Mise en ligne: 16 septembre 2019

               

 Marie Soussan (1895 - 1977)

 

Meriem SOUSSIN, connue sous le nom de « Marie SOUSSAN », artiste algérienne, chanteuse et comédienne.

Née le 17/01/1895, à Alger ( 8 rue Lallahoum basse Casbah), fille de Simon SOUSSIN (originaire de Mascara et fils de Mayer le Rabbin de Blida) et de Louna ABOUCAYA (née à Alger, tante maternelle du compositeur Edmond Nathan Yafil).

Qui dit Basse Casbah dit : quartiers Lallahoum et Zoudj Ayoune , rues Sidi Ferruche, Bab El Oued, Socgemah… le « berceau » des grands artistes de la communauté juive d’Alger (Yafil, Mouzino, Serror, Sonigo, Sassi, et tant d’autres).

C’est dans ce quartier que Meriem (qui avait le rythme dans la peau) va grandir et côtoyer les artistes de son époque et participer aux fêtes familiales en tant que percussionniste – à la Darbouka -.
               
  • Vie familiale difficile
Mariée très jeune en 1911, (à Désiré Joseph de CABRIAC avec qui elle eut une fille, Isabelle, décédée en 1958). Elle divorce l’année suivante.
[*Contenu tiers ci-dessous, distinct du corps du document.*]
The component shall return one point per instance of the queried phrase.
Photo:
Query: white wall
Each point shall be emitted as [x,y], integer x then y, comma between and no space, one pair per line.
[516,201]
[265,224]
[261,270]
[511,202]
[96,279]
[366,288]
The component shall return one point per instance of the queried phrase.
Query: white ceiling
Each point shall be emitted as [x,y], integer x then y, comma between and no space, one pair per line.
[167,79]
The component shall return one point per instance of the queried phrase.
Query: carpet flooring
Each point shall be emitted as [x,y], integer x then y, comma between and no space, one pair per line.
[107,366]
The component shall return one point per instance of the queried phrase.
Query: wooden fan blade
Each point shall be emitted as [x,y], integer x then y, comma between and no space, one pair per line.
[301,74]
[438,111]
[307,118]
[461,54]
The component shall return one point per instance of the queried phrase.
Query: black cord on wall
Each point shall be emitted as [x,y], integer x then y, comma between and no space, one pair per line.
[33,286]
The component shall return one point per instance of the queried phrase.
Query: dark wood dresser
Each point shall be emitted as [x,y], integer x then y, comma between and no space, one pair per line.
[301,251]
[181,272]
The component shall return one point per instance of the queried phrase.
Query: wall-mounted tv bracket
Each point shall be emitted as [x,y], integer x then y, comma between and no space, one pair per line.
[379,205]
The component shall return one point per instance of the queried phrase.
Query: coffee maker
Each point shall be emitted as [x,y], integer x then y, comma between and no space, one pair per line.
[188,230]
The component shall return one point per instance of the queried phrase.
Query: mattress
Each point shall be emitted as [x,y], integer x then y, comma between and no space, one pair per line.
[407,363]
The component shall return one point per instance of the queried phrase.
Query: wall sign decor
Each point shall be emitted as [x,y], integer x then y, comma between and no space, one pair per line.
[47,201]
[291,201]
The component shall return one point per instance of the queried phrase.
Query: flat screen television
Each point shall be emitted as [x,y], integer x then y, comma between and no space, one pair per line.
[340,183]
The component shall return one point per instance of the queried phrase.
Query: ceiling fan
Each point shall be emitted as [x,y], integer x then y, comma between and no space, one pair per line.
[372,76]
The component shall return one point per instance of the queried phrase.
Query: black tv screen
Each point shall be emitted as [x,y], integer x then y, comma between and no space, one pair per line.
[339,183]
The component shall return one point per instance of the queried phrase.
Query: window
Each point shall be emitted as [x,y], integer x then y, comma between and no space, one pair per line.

Un deuxième mariage en 1915, avec Jules François ROESSEL (de 22 ans son aîné) originaire de Bône « Annaba » . De cette union naîtra Alfred Victor René (1916). Elle divorce en 1921.

               
  • Les premiers pas à la Motribia
Elle décide alors de se consacrer à sa carrière artistique, de se lancer dans le chant puis dans le théâtre. Un premier pas fut entamé en 1925 au Casino d’Alger avec la « fameuse » Société El Motribia (fondée par son cousin Edmond Yafil en 1911). Elle se produira avec la troupe en tant que choriste puis soliste dans plusieurs évènements et sorties (en Algérie et à l’étranger).
               
  • Le duo avec Rachid Ksentini, le théâtre et les tournées Bachetarzi
C’est au niveau de cette société – El Motribia - qu’elle rencontre le talentueux Rachid Ksentini avec qui elle forme un duo d’enfer dans la comédie musicale. Rachid Ksentini avec qui elle vivra maritalement (année 1940) avant de le quitter en 1943.
               
« Les éloges ne tarissent pas dans les journaux de l’époque dont l’Echo d’Alger sur cet étonnant duo d’artistes, ils ont été les précurseurs humoristes et satiriques sur les planches, à se moquer ouvertement et devant un public enthousiaste, des travers de l’Algérie coloniale ! Personne auparavant n’avait osé égratigner la population des addictions et des comportements des Hommes dans toutes les situations de la vie ! Enfin les femmes pouvaient s’exprimer et se produire sur scène ! Quelle grande avancée pour ce grand Art qu’est devenu le théâtre comédie burlesque d’après-guerre ! Beaucoup s’en sont inspiré, après leur passage, et c’était une belle référence pour évoluer dans ce nouveau genre de théâtre de boulevard ».
               
Elle s’orientera naturellement vers la comédie théâtrale sous l’impulsion de Mahieddine Bachtarzi qui prendra le relai de la direction de la troupe d’El Motribia à compter de 1928 (après le décès de Yafil). Plusieurs pièces à succès vont être produites qui vont défrayer la chronique et confirmer les capacités de Marie Soussan : dont « Djeha » avec Allalou, Mahieddine et Rachid Ksentini. Une pièce qui fut jouée le 12 avril 1926 a eu un grand succès.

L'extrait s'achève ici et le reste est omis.